# Cosmograph Ingress Framework Tutorial

This notebook demonstrates how to use the modular ingress framework for `cosmograph.cosmo`.

## What are Ingress Functions?

Ingress functions are transformations applied to the kwargs dictionary before it's passed to cosmograph. They allow you to:

- Validate inputs
- Resolve data sources (load from files/URLs)
- Infer missing parameters using smart defaults
- Transform or enrich data
- Log and debug your data pipeline

## Setup

In [None]:
import pandas as pd
import numpy as np
from xcosmo import (
    cosmo,
    IngressPipeline,
    compose_ingresses,
    as_ingress,
    INGRESS_REGISTRY,
    list_ingresses,
    # Pre-built ingresses
    check_points_and_links_format,
    guess_point_xy_columns,
    infer_color_by_from_clusters,
    create_smart_defaults_pipeline,
)

## Example 1: Basic Usage with Smart Defaults

Let's create some sample data and use the smart defaults pipeline.

In [None]:
# Create sample points data
np.random.seed(42)
n_points = 100

points = pd.DataFrame({
    'x': np.random.randn(n_points),
    'y': np.random.randn(n_points),
    'title': [f'Node {i}' for i in range(n_points)],
    'cluster_id': np.random.randint(0, 5, n_points),
    'size': np.random.uniform(1, 10, n_points),
})

# Create sample links
n_links = 200
links = pd.DataFrame({
    'source': np.random.randint(0, n_points, n_links),
    'target': np.random.randint(0, n_points, n_links),
})

print(f"Points shape: {points.shape}")
print(f"Points columns: {list(points.columns)}")
print(f"\nLinks shape: {links.shape}")
print(f"Links columns: {list(links.columns)}")
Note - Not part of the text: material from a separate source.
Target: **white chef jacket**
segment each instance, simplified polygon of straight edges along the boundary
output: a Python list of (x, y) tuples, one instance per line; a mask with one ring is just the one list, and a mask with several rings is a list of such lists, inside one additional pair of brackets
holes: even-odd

### Without ingress - you need to specify everything:

In [None]:
# The old way - manually specify all parameters
# graph = cosmo(
#     points=points,
#     links=links,
#     point_x_by='x',
#     point_y_by='y',
#     point_label_by='title',
#     point_color_by='cluster_id',
#     point_size_by='size',
#     link_source_by='source',
#     link_target_by='target',
# )

### With smart defaults ingress - auto-infer parameters:

In [None]:
# The new way - let ingress infer smart defaults
smart_pipeline = create_smart_defaults_pipeline()

# This will automatically:
# - Detect x, y columns for positioning
# - Use 'title' for labels
# - Use 'cluster_id' for coloring
# - Use 'size' for point sizes
# - Detect 'source' and 'target' in links

graph = cosmo(
    points=points,
    links=links,
    ingress=smart_pipeline,
)

# Display the graph
graph

## Example 2: Composing Custom Ingress Pipelines

You can compose your own pipelines from individual ingress functions.

In [None]:
# List available ingresses by category
print("Available ingresses:")
for category in ['validation', 'resolution', 'parameter_resolution']:
    ingresses = list_ingresses(category=category)
    print(f"\n{category}:")
    for name in ingresses:
        print(f"  - {name}")

In [None]:
# Compose a custom pipeline
my_pipeline = compose_ingresses(
    check_points_and_links_format,  # Validate data types
    guess_point_xy_columns,         # Infer x/y columns
    infer_color_by_from_clusters,   # Infer coloring
    name="my_custom_pipeline"
)

print(f"Created pipeline: {my_pipeline}")
print(f"Ingress names: {my_pipeline.ingress_names}")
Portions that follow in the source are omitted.